"Dirichlet Mixtures: A Method for Improving Detection of Weak but
Significant Protein Sequence Homology"
Kimmen Sjölander, K. Karplus, M. Brown, R. Hughey, A. Krogh, I.S. Mian,
and D. Haussler [PDF]
[postscript]
Abstract:
This paper presents the mathematical foundations of Dirichlet mixtures,
which have been used to improve database search results for homologous
sequences, when a variable number of sequences from a protein family
or domain are known. We present a method for condensing the information
in a protein database into a mixture of Dirichlet densities. These
mixtures are designed to be combined with observed amino acid frequencies,
to form estimates of expected amino acid probabilities at each position
in a profile, hidden Markov model, or other statistical model. These
estimates give a statistical model greater generalization capacity, such
that remotely related family members can be more reliably recognized by
the model.

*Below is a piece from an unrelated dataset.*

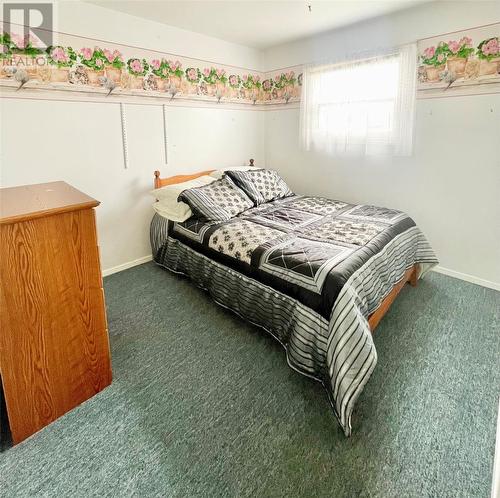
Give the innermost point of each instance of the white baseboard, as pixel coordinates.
(468, 278)
(125, 266)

Dirichlet mixtures have been shown to outperform substitution
matrices and other methods for computing these expected amino acid
distributions in database search, resulting in fewer false positives
and false negatives for the families tested. This paper corrects a
previously published formula for estimating these expected probabilities,
and contains complete derivations of the Dirichlet mixture formulas,
methods for optimizing the mixtures to match particular databases, and
suggestions for efficient implementation.